I don't know, but my wife and I are in the EXACT same boat.....so if you figure it out, please tell how you did it.

My plan was to build them a small cabin ( like 1000sqft, 2bd, 1bath, full basement ) down on the front of our place, and if they would agree to a long term deal ( heck, we might be around for another 30 years ), turn the whole place over to them. 

Right now, in our mid 60's, the firewood, the gardens, the orchard, the mowing and the critters ( we beef a steer per year from our own cows, raise couple feeder pigs, have chickens, and do all our own processing on the place )we can still handle. But I can see the day 10-15yrs down the road when we can't. We would like to live here until we die.


----------



## Micheal

I wish you luck in your endeavor to find that special person or two that fit your wants/needs.

It has been my experience that it is better to find ways to make your life easier via newer, better, different types of machinery, using technology, hire out certain jobs, and if nothing else cutting back on what you need to do.

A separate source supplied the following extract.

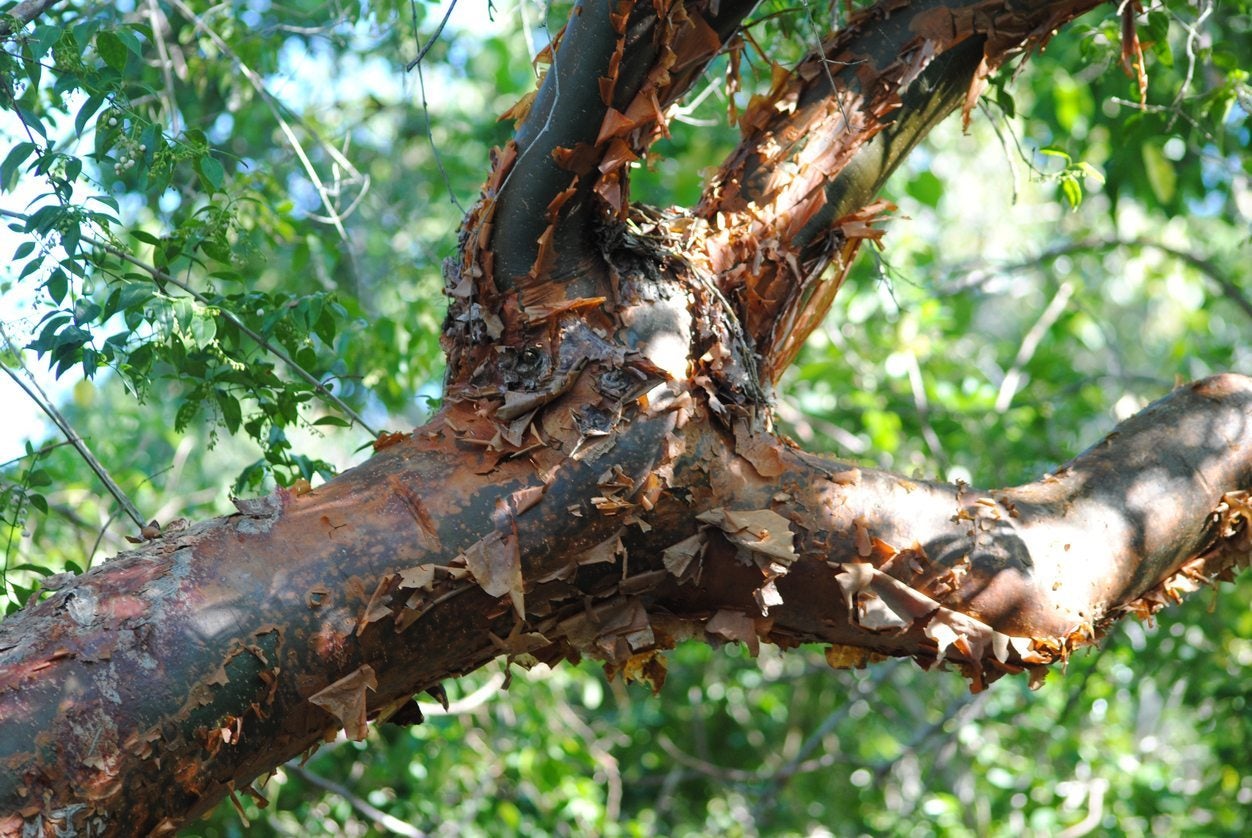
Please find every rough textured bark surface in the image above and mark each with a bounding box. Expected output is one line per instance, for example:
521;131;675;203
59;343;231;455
0;0;1252;834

After many years of broken promises from family, friends, and un-done jobs via strangers I've decided a few years back to just cut back to what "I" needed and could do myself. Number of animals were down sized; some gone totally, garden shrank, freezing much of the produce over canning, and did lots of home improvements reducing amount of wood needed to cut for heating.

I leave you with this one thought; I found that it is easier to find people raising animals and produce the same way you do that are willing to barter or sell you their "stuff" then it is to find someone to raise the same "stuff" on your land for you.


----------



## Scott SW Ohio

Have you thought of posting in the Real Estate or Barter Board sections of this forum? I responded to a "Farm Wanted" post in HT Real Estate and found a nice family of homesteaders willing to live in my fixer-upper farm house and improve it in exchange for nominal rent - not the same situation as yours, but there are people right here who are looking for a way into homesteading.


----------



## Shrek

Its now called commodity return leasing of farm land or similar term. In days of the past folks simply called it sharecropping. In most cases now the farm land owner gets the smaller share than the cropper or both just split the profit/loss


----------



## Kasidy

You expect your wife to do it all. I mean she's only 70--that's twelve years younger than you! Those bales only weigh 85 lbs, don't be a wimp!!


----------



## WildIdeas

I don't know how to advise you, but I would like to say that I'm moving from downtown Chicago to Floyd County Virginia with my fiance to his parents small homestead and though I'm a city girl, I'm excited because there is no way I could have gotten my own land and have the gardening and husbandry skills to do what I have dreamed of. They are aging and not able to keep up and we will be able to do the labor they can't. In exchange, I have some mentors to teach me all the skills need to be successful and learn a new way of life. There have got to be others out there like me.


----------



## notthereyet

Okie,

Sounds like something I would be very interested in doing, even in my 40's. Unfortunately, I'm not quite ready to completely uproot my life, and I wouldn't meet your superficial criteria, as I enjoy tobacco, the occasional drink, and relaxation with something most people consider to be a drug.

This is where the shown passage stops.